Indeed, its characteristic moderation has been its USP although the party always had both Leftists and Rightists in its ranks, such as Jawaharlal Nehru and Vallabhbhai Patel or Indira Gandhi and Morarji Desai (before he left the Congress).
For the present, Rahul's main charge is that the Narendra Modi government is grabbing land from the peasants to repay the capitalists who had allegedly bankrolled his election campaign.
Such snide insinuations can win applause at public meetings, but the backroom boys of the Congress (and other parties) will be unhappy about the fallout, especially during private interactions with the business community.
There is another difficulty. In focussing on the agricultural sector, Rahul is venturing into a minefield where every point of argument has more than one counterpoint.
Not surprisingly, a Bharatiya Janata Party (BJP) spokesman slyly indicated that his party was waiting for the dauphin to slip up because of his simplistic approach to the subject and lack of intellectual ability.
A hint that a gaffe is possible is available from the limited nature of Rahul's question-and-answer sessions with media personnel where the only points which he makes are that the farmers are in distress and that an uncaring government is in the hands of capitalists. After that, it is dhanyavad and goodbye.
If there is no examination of the possibility of relieving the distress via the developmental process of industrialization which eases the pressure on land, the possible reason is that Rahul is unable or unwilling to venture deep into the subject.

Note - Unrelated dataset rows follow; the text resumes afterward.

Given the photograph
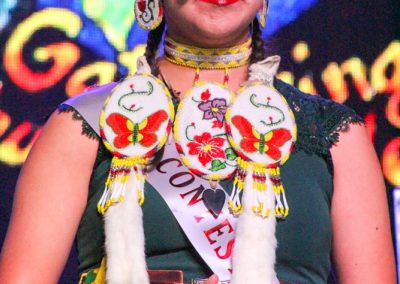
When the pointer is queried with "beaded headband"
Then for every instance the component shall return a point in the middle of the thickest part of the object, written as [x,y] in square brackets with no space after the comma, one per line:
[207,58]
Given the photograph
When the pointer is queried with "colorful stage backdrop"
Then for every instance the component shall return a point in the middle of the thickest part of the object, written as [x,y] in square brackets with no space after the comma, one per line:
[51,50]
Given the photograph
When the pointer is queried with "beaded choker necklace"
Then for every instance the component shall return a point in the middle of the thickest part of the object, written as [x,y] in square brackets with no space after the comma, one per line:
[207,58]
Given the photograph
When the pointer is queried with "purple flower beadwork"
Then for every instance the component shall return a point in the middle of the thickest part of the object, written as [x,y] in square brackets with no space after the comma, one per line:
[214,109]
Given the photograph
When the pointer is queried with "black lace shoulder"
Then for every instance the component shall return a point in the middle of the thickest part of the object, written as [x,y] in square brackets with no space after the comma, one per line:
[319,120]
[87,130]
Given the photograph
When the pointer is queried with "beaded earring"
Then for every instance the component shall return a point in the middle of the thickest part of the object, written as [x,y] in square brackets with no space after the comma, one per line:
[263,13]
[149,13]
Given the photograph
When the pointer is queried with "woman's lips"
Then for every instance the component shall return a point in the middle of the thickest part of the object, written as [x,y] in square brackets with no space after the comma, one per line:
[221,2]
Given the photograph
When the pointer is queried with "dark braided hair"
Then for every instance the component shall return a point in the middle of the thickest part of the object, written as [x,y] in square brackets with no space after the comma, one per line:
[153,41]
[258,45]
[154,38]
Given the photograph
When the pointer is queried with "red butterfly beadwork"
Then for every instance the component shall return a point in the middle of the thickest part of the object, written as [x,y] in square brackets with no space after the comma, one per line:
[129,132]
[267,143]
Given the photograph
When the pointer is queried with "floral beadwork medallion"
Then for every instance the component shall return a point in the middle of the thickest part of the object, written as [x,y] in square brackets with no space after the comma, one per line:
[131,124]
[261,125]
[200,134]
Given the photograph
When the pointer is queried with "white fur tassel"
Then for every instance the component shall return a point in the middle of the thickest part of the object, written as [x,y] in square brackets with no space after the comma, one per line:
[253,258]
[126,261]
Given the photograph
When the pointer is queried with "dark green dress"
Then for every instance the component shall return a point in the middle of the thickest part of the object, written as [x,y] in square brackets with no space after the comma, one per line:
[304,238]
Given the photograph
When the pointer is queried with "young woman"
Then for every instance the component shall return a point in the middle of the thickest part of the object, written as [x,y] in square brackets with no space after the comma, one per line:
[337,210]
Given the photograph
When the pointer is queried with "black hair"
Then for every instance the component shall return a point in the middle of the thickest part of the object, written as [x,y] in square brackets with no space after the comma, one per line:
[258,45]
[153,41]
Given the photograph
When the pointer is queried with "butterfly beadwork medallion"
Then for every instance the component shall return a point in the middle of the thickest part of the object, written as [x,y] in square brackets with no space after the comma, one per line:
[132,125]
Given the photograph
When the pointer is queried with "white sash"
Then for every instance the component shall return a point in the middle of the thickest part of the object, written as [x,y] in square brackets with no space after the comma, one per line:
[213,238]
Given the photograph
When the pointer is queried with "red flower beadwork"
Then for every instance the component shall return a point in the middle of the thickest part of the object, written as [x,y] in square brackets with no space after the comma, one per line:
[206,147]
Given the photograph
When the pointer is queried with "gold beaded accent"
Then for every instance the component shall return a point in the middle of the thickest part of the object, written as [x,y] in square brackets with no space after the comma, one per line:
[207,58]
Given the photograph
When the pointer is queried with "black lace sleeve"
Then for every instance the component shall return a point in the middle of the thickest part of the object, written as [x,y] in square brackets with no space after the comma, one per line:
[319,121]
[87,130]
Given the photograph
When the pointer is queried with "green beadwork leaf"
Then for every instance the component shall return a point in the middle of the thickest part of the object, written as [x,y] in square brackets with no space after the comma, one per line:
[217,165]
[230,154]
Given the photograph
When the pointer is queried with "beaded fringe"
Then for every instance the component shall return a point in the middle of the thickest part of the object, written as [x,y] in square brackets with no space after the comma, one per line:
[263,179]
[121,170]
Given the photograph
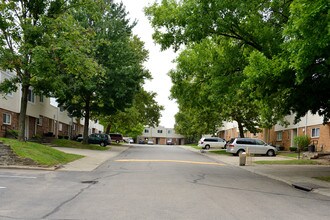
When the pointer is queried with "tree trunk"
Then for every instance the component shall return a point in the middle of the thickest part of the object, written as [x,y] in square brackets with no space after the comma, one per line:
[241,129]
[86,124]
[108,128]
[22,114]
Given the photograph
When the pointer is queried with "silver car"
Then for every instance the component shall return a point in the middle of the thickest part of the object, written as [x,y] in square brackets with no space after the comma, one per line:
[207,143]
[237,146]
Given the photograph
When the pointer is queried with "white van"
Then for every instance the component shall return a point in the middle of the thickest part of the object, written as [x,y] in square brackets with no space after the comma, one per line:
[237,146]
[214,142]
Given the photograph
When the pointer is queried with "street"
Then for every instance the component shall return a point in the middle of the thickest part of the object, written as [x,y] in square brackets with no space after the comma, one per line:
[154,182]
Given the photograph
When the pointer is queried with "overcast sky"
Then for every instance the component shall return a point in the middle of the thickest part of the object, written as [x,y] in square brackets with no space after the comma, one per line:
[159,62]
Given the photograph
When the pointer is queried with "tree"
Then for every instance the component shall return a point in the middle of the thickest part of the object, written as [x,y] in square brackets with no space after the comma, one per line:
[23,31]
[208,80]
[294,60]
[308,50]
[236,30]
[118,52]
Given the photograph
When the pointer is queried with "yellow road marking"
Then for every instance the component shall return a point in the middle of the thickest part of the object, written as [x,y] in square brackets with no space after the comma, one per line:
[172,161]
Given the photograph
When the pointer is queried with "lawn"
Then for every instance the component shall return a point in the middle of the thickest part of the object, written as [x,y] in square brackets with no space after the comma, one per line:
[42,154]
[289,162]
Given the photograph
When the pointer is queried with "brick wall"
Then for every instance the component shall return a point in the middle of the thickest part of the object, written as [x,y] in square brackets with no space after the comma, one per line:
[13,125]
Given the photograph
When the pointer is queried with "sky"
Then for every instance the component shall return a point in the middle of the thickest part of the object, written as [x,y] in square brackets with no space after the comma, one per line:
[159,63]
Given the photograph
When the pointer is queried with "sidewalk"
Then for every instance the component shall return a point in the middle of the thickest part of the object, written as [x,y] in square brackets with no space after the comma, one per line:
[298,176]
[92,158]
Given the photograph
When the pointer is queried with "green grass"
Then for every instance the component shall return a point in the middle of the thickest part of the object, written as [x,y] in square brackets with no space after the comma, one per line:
[43,155]
[289,154]
[221,152]
[324,178]
[289,162]
[76,144]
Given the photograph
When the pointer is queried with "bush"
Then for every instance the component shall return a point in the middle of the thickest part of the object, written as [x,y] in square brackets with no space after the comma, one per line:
[12,133]
[302,142]
[293,149]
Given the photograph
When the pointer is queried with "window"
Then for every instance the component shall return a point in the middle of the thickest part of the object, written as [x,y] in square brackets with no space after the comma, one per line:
[315,132]
[6,119]
[30,96]
[279,136]
[39,121]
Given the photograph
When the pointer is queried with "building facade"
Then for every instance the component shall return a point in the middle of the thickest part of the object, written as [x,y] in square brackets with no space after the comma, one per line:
[283,135]
[43,118]
[161,135]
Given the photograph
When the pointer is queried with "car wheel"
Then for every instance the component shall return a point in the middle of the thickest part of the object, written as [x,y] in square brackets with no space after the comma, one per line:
[270,153]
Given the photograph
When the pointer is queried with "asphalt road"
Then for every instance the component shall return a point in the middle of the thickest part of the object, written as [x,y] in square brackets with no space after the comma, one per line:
[154,182]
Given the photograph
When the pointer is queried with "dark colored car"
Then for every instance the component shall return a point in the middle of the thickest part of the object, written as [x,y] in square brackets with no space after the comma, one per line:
[116,137]
[101,139]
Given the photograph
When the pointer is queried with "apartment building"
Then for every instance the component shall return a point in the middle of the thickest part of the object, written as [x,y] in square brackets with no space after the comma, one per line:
[43,118]
[162,135]
[283,136]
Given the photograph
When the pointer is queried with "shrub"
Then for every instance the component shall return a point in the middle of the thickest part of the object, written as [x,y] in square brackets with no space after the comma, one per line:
[293,149]
[11,133]
[302,142]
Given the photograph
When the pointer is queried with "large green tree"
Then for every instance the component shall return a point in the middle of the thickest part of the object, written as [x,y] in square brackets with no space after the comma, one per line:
[23,32]
[121,56]
[208,81]
[288,69]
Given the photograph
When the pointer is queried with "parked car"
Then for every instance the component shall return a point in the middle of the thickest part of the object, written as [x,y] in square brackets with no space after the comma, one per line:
[237,146]
[128,140]
[214,142]
[169,142]
[115,137]
[101,139]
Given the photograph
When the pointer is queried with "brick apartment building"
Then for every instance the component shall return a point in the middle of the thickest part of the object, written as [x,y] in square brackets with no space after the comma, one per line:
[42,119]
[283,136]
[162,135]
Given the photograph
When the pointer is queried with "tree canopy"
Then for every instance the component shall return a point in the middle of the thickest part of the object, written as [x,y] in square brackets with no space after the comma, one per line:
[256,58]
[82,52]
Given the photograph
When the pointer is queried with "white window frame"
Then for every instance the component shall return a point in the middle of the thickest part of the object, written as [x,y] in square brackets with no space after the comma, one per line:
[6,118]
[315,132]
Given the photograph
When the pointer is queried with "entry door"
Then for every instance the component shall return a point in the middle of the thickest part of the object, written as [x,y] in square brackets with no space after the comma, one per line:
[26,135]
[294,134]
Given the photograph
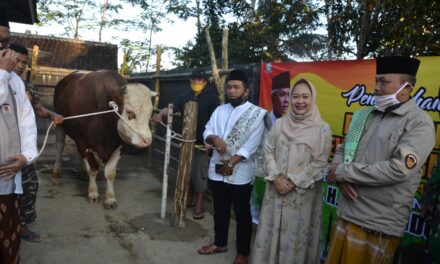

His visits to mandis or grain silos in Punjab, like his earlier slumming in Dalit huts in UP, are unlikely to make him aware of some of the key problems of agriculture in the state, which includes the cultivation of water-guzzling crops like paddy which has long been known to be unsuitable for the dry north Indian state. The resultant depletion of aquifers has been a cause of immense worry.
Yet, the emphasis in the speeches of both Sonia Gandhi and Rahul on raising the minimum support prices (MSP) for foodgrains underlines their lack of acquaintance with the nuances of the subject.
According to economist Ashutosh Varshney, such price incentives leave the government with less revenue to spend on irrigation and infrastructure. The resort to providing MSP may have been all right when the economy was in distress, but not now when it is in a much better shape.
Besides, in view of the encouragement given to farmers to grow paddy via the high MSP, Punjab is moving painfully slowly in opting for crop diversification in accordance with the advice of agricultural experts who want the cultivators to turn to the production of maize, mustard, cotton, oilseeds, pulses and other crops which require less water in a state where the water table is dropping by 33 cm every year.
Given the seriousness of the problem, two of Modi's predecessors, Atal Bihari Vajpayee and Manmohan Singh, had called for switching from rice to Punjab's traditional preference for makki ki roti and sarson ka saag, which are made of maize and mustard.
It will be unrealistic, however, to expect the Congress president and vice president to delve into such intricacies when their sole interest is to revive their party's fortune by berating the government with whatever stick that comes handy.
In the process, they choose to turn a blind eye to the problem of fragmentation of holdings which reduces peasants to penury, and stall industrialization virtually all over the country, including tribal areas like Odisha's Niyamgiri hills, preferring to let the inhabitants there to continue with their primitive hunter-gatherer existence.
The mother-and-son duo apparently see continuing backwardness as their passport to political success.